1 Department of Water Science and Engineering, Ferdowsi University of Mashhad

2 Professor Agro meteorology, Department of Water Engineering, Faculty of Agriculture, Ferdowsi University of Mashhad

Abstract

Introduction: In arid and semi-arid regions such as Iran, water is the most important limiting factor in economic development, and its management is of high importance. In recent years, due to irrigation expansion, low productivity in agricultural sector, and the rainfall shortage, water resources have been adversely affected in Iran. Undoubtedly, global warming in arid and semi-arid countries has increased the need for aquatic plants and the severity of drinking water shortages, making it more difficult to plan for limited resources. Studying the spatial and temporal changes of evapotranspiration is essential for the comprehensive planning of water management in Mashhad and providing an appropriate solution for optimal use of available water resources. However, spatiotemporal analysis of evapotranspiration regardless of the phenomenon of global warming and thermal island leads to unrealistic results. Therefore, the aim of this study was to address these shortcomings in previous studies in Mashhad. The specific objectives were: temporal analysis of evapotranspiration in the existing statistical period and estimation of annual evapotranspiration volume with respect to global warming, investigating the effect of global warming factors and thermal island on evapotranspiration and eventually water resources management in Mashhad.
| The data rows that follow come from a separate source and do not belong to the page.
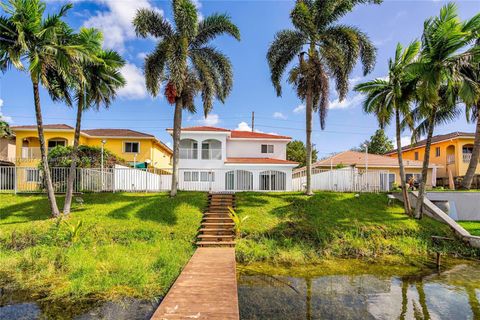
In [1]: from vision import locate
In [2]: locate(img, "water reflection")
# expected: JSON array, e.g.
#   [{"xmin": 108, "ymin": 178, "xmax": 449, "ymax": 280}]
[{"xmin": 238, "ymin": 265, "xmax": 480, "ymax": 320}]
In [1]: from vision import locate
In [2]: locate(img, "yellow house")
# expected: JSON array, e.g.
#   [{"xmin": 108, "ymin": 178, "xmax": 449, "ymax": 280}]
[
  {"xmin": 386, "ymin": 132, "xmax": 480, "ymax": 183},
  {"xmin": 11, "ymin": 124, "xmax": 173, "ymax": 169}
]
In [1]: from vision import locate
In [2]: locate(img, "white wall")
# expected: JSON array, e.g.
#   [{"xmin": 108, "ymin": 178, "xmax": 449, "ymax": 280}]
[{"xmin": 227, "ymin": 139, "xmax": 287, "ymax": 160}]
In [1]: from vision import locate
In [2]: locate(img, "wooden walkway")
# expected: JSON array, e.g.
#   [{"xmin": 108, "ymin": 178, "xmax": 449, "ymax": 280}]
[{"xmin": 152, "ymin": 247, "xmax": 240, "ymax": 320}]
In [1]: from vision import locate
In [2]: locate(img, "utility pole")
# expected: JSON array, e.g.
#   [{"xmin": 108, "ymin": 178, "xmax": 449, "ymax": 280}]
[{"xmin": 252, "ymin": 111, "xmax": 255, "ymax": 132}]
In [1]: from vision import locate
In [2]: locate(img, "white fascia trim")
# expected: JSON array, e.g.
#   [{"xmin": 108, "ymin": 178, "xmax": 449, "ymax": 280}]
[{"xmin": 225, "ymin": 163, "xmax": 297, "ymax": 168}]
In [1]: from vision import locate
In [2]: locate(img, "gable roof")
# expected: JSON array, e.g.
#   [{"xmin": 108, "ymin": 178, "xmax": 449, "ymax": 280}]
[
  {"xmin": 167, "ymin": 126, "xmax": 292, "ymax": 140},
  {"xmin": 385, "ymin": 131, "xmax": 475, "ymax": 155},
  {"xmin": 11, "ymin": 123, "xmax": 73, "ymax": 130},
  {"xmin": 306, "ymin": 150, "xmax": 434, "ymax": 168},
  {"xmin": 82, "ymin": 129, "xmax": 155, "ymax": 138}
]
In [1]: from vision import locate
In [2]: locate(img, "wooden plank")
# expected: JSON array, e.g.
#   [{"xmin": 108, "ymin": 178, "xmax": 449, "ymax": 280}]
[{"xmin": 151, "ymin": 248, "xmax": 240, "ymax": 320}]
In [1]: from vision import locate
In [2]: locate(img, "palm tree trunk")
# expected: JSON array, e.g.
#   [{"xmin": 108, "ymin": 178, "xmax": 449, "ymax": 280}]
[
  {"xmin": 305, "ymin": 88, "xmax": 313, "ymax": 196},
  {"xmin": 462, "ymin": 110, "xmax": 480, "ymax": 189},
  {"xmin": 415, "ymin": 106, "xmax": 437, "ymax": 219},
  {"xmin": 32, "ymin": 81, "xmax": 60, "ymax": 217},
  {"xmin": 170, "ymin": 98, "xmax": 183, "ymax": 197},
  {"xmin": 63, "ymin": 94, "xmax": 83, "ymax": 214},
  {"xmin": 395, "ymin": 109, "xmax": 412, "ymax": 215}
]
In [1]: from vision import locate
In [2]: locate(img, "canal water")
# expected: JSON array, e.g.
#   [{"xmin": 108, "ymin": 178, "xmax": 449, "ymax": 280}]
[
  {"xmin": 238, "ymin": 264, "xmax": 480, "ymax": 320},
  {"xmin": 0, "ymin": 262, "xmax": 480, "ymax": 320}
]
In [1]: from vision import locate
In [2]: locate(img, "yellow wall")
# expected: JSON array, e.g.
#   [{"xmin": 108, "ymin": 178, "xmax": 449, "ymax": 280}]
[
  {"xmin": 11, "ymin": 130, "xmax": 171, "ymax": 168},
  {"xmin": 389, "ymin": 138, "xmax": 480, "ymax": 178}
]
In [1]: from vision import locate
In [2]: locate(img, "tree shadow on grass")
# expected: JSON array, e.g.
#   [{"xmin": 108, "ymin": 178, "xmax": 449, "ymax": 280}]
[{"xmin": 244, "ymin": 192, "xmax": 468, "ymax": 258}]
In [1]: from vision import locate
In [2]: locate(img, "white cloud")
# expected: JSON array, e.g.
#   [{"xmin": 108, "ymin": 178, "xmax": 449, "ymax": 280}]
[
  {"xmin": 84, "ymin": 0, "xmax": 163, "ymax": 51},
  {"xmin": 400, "ymin": 136, "xmax": 412, "ymax": 147},
  {"xmin": 0, "ymin": 99, "xmax": 13, "ymax": 123},
  {"xmin": 118, "ymin": 63, "xmax": 148, "ymax": 100},
  {"xmin": 235, "ymin": 121, "xmax": 252, "ymax": 131},
  {"xmin": 273, "ymin": 112, "xmax": 287, "ymax": 120},
  {"xmin": 329, "ymin": 93, "xmax": 364, "ymax": 109},
  {"xmin": 197, "ymin": 113, "xmax": 220, "ymax": 126},
  {"xmin": 293, "ymin": 104, "xmax": 305, "ymax": 113}
]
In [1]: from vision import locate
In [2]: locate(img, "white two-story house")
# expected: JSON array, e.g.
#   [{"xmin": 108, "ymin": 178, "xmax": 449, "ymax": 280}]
[{"xmin": 167, "ymin": 126, "xmax": 298, "ymax": 191}]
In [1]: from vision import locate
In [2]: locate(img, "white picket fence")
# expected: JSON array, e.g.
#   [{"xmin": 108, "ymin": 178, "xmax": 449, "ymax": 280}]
[
  {"xmin": 0, "ymin": 166, "xmax": 390, "ymax": 193},
  {"xmin": 292, "ymin": 167, "xmax": 390, "ymax": 192}
]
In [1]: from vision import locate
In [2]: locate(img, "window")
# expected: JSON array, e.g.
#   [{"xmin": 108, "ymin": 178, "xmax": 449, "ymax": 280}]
[
  {"xmin": 200, "ymin": 172, "xmax": 215, "ymax": 182},
  {"xmin": 48, "ymin": 140, "xmax": 65, "ymax": 149},
  {"xmin": 183, "ymin": 171, "xmax": 198, "ymax": 182},
  {"xmin": 262, "ymin": 144, "xmax": 273, "ymax": 153},
  {"xmin": 25, "ymin": 169, "xmax": 40, "ymax": 182},
  {"xmin": 125, "ymin": 142, "xmax": 140, "ymax": 153}
]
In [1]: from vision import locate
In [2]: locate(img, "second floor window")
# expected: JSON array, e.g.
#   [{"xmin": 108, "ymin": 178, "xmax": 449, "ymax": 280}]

Materials and Methods: This study was carried out in Mashhad, city of Khorasan Razavi province with an area of 204 square kilometers, in northeastern Iran. Satellite imagery used for this research was a time series from Landsat 5 (TM sensor), Landsat 7 (ETM +) and Landsat 8  (OLI and TIRS sensors) from 1996 to 2016. The selected images for 2016 consisted of a time series of 13 images and a 16-day interval. After receiving satellite imagery, the performance of atmospheric corrections was evaluated based on FLAASH and TAC methods for reflective and thermal bands, respectively. The radiometric correction of images and reflection calculation of reflection was also conducted for bands 4 and 5 (values of ρ) and radiations of thermal bands10 and 11 (Lsen values) in the ILWIS software environment. Then, the temperature of the vegetation was calculated using different methods of determining the surface temperature (LST).
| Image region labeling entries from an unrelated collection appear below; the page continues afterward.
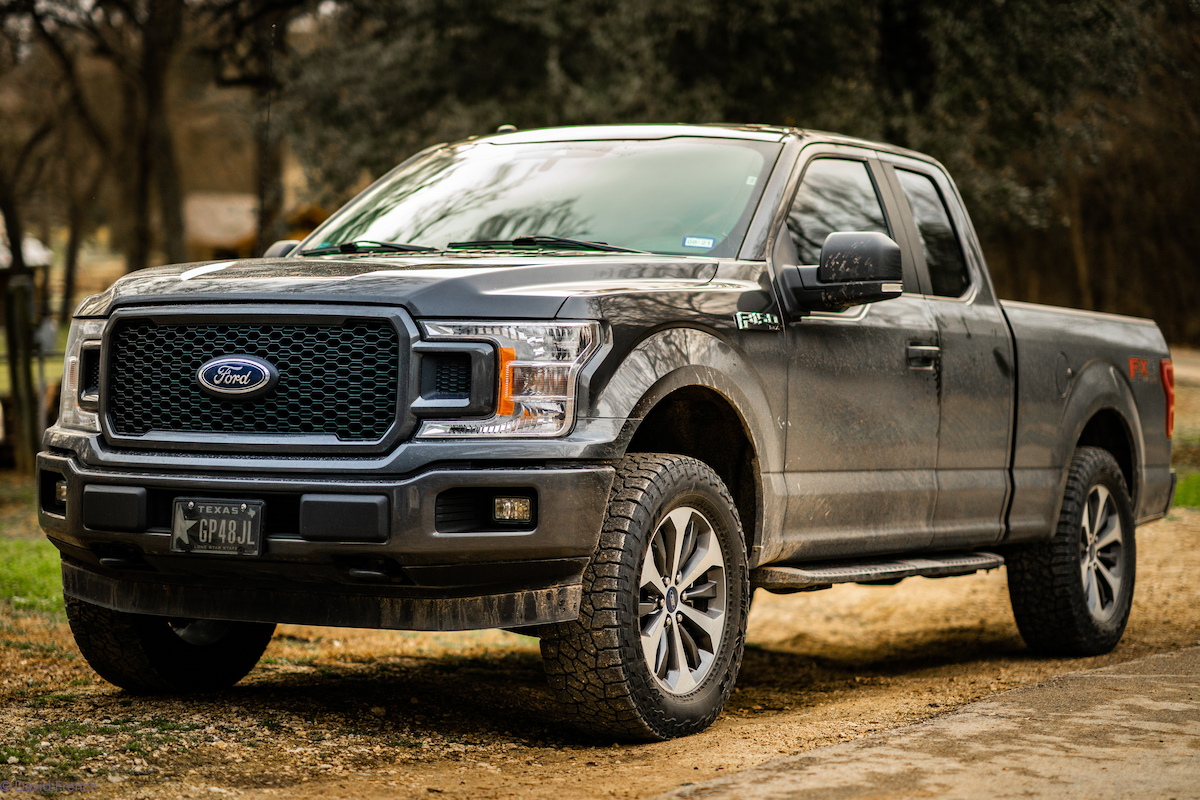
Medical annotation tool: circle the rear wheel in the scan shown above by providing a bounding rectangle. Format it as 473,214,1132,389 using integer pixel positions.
1004,447,1138,656
66,597,275,694
541,455,750,740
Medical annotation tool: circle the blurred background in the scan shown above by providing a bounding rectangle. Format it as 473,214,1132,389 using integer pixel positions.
0,0,1200,471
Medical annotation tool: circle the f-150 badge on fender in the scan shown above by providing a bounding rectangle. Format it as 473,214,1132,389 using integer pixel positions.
733,311,781,331
196,355,280,399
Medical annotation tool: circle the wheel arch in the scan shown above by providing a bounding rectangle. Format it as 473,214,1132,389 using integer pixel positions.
594,327,784,566
1058,362,1145,517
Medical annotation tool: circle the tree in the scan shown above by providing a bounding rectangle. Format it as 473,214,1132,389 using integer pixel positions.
0,7,62,474
196,0,314,254
289,0,1145,237
28,0,187,271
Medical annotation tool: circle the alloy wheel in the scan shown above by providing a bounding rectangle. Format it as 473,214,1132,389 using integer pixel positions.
637,506,728,696
1079,485,1124,620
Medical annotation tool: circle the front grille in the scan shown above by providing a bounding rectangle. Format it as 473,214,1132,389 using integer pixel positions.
106,318,401,441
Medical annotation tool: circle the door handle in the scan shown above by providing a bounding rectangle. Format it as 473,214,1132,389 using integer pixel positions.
905,342,942,369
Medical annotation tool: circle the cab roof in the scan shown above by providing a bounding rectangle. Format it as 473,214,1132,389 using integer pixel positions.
470,122,934,161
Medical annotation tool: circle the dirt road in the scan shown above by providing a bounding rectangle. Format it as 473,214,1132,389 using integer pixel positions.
0,510,1200,800
0,357,1200,800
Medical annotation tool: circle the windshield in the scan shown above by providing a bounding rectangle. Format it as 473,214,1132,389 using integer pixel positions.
304,137,780,257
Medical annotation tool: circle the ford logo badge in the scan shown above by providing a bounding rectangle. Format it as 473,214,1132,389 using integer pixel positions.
196,355,280,399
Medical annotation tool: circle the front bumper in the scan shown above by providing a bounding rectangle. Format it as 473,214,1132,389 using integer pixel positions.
37,452,613,630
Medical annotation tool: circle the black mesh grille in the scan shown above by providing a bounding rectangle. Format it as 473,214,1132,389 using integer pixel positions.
107,319,400,441
433,355,470,397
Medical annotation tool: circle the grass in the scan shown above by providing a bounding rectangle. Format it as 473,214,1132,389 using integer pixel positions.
0,326,70,397
1175,473,1200,509
0,539,62,615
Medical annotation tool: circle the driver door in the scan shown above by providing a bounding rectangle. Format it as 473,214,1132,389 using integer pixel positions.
773,145,938,560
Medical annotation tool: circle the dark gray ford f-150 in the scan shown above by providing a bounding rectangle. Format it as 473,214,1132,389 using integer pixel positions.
38,126,1175,739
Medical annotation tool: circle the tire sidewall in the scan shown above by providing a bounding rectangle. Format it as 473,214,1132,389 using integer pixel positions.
620,468,749,736
1058,453,1138,652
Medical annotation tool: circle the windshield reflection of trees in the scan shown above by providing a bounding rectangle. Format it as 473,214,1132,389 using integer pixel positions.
470,199,588,240
314,150,588,245
787,175,888,264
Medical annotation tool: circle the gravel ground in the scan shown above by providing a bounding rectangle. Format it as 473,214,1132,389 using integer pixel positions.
0,371,1200,800
0,510,1200,799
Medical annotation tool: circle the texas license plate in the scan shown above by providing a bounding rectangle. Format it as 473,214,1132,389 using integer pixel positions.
170,498,266,555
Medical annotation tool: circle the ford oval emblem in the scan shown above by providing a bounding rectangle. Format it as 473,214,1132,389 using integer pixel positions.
196,355,280,399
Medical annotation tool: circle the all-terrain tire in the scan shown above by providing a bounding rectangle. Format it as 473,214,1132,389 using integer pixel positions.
1004,447,1138,656
541,453,750,741
66,596,275,694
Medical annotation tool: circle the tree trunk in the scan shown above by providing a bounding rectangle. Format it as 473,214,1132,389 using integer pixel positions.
0,192,42,475
124,76,151,272
142,0,187,268
1066,175,1096,311
254,99,283,255
59,200,85,327
150,108,187,264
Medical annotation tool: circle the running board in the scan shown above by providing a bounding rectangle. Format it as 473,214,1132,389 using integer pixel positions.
750,553,1004,594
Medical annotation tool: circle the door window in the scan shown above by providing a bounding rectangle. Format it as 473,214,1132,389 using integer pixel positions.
896,169,971,297
787,158,892,264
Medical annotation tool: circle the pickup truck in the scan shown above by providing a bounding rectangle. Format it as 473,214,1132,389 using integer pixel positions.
38,125,1175,740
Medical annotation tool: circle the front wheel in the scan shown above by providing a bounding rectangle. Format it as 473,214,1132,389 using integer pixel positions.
66,596,275,694
541,453,750,740
1004,447,1138,656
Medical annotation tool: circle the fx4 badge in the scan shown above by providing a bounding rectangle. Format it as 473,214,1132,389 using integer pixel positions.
733,311,782,331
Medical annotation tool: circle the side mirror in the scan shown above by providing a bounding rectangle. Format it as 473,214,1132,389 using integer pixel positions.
263,239,300,258
779,231,904,311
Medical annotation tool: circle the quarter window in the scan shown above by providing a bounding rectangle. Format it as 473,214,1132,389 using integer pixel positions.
787,158,890,264
896,169,971,297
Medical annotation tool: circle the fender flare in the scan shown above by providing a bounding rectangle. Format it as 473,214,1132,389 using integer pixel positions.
592,327,786,565
1054,360,1146,510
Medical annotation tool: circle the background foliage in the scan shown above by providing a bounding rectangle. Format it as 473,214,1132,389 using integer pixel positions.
0,0,1200,472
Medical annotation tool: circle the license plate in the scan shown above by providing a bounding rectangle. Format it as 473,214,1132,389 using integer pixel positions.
170,498,266,555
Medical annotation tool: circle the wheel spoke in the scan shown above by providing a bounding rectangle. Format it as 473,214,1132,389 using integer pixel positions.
679,542,725,587
642,612,667,678
1096,513,1121,551
1080,494,1092,545
641,547,667,597
1096,561,1121,600
680,581,718,602
1084,569,1100,614
667,625,696,694
679,606,725,646
662,509,692,578
678,625,700,670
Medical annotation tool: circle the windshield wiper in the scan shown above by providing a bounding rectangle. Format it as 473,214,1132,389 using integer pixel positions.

Result and Discussion: The results showed that, on average, NDVI values in urban, mountainous and agricultural classes were 0.39, 0.37, and 0.4, respectively. However, the lowest and largest absolute value of NDVI were, respectively, 0.29 and 0.82, both of which are obtained in agricultural lands. The mean land surface temperature (LST) was 34.2 °C during days, which had a time and spatial variation between 17.9 to 49.4 °C in different regions. The highest and lowest mean LST was observed in urban and mountainous applications, respectively. Urban areas also had a significant difference in LST compared to other land uses due to the type of land cover in urban areas (mainly asphalt, stone, brick, cement, iron, etc.) and activities such as vehicle traffic, smoke and heat from factories and industries. The Split-Window (SW) method gave higher LST values compared with other methods. Then, the single-channel (SC), Improved Mono-Window (IMW) and single-window (MW) methods provided lower amounts of LST. The same trend was observed in almost all land use classes in the study area. It was also found that in urban areas, the strongest correlation between air temperature and LST was calculated by applying SC (R2 = 0.937). In mountainous regions, the highest correlation between air temperature and computed LST was found for the IMW (R2 = 0.951). Similarly, in the agro-rangeland areas, the highest correlation between air temperature and computed LST was obtained by IMW (R2 = 0.953).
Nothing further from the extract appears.